Naukowcy z Vanderbilt University przybliżają ludzkość do rozwiązania brzęczącego problemu komarów. Wyniki ich badań pokazały, że dokuczliwe owady wykorzystują do poszukiwań swoich ofiar bardziej wyrafinowany zestaw receptorów węchowych, niż do tej pory myśleliśmy. To odkrycie może mieć kluczowe znaczenie w walce z malarią, dotykajacą rocznie nawet 250 milionów ludzi na całym świecie. Przy okazji może też pomóc zwalczyć jedną z najbardziej dokuczliwych wakacyjnych plag.

Jak donosi czasopismo "Public Library of Science Biology", u roznoszących malarię komarów z gatunku Anopheles gambiae odkryto drugi zestaw receptorów zapachowych, niezależny od tego, który zgodnie z dotychczasową wiedzą, miał naprowadzać je na nasz ślad.

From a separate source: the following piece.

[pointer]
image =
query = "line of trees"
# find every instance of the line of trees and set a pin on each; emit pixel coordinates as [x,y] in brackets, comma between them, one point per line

To może odpowiedzieć na zadawane sobie przez naukowców pytanie, dlaczego komórki węchowe komarów, które znamy od 10-ciu lat nie reagują na tak wiele składników zapachu człowieka, na przykład amoniak, czy kwas mlekowy.

Możliwe, że dalsze badania ujawnią kolejne zespoły komórek węchowych. Biorąc pod uwagę znaczenie, jakie dla samic komara ma znalezienie ofiary, trudno się dziwić, że ten zmysł może być u nich wyjątkowo wyrafinowany. Badacze z Vanderbilt University nie wykluczają, że odkryty właśnie zestaw receptorów może mieć dla tych owadów podstawowe znaczenie w wyczuwaniu obecności człowieka. Jeśli tak, jego dokładne zbadanie może przynieść dawno oczekiwany przełom w tworzeniu środków odstraszających komary. Co za tym idzie, zwiększają się też szanse na skuteczniejszą profilaktykę malarii i innych chorób przenoszonych przez te owady.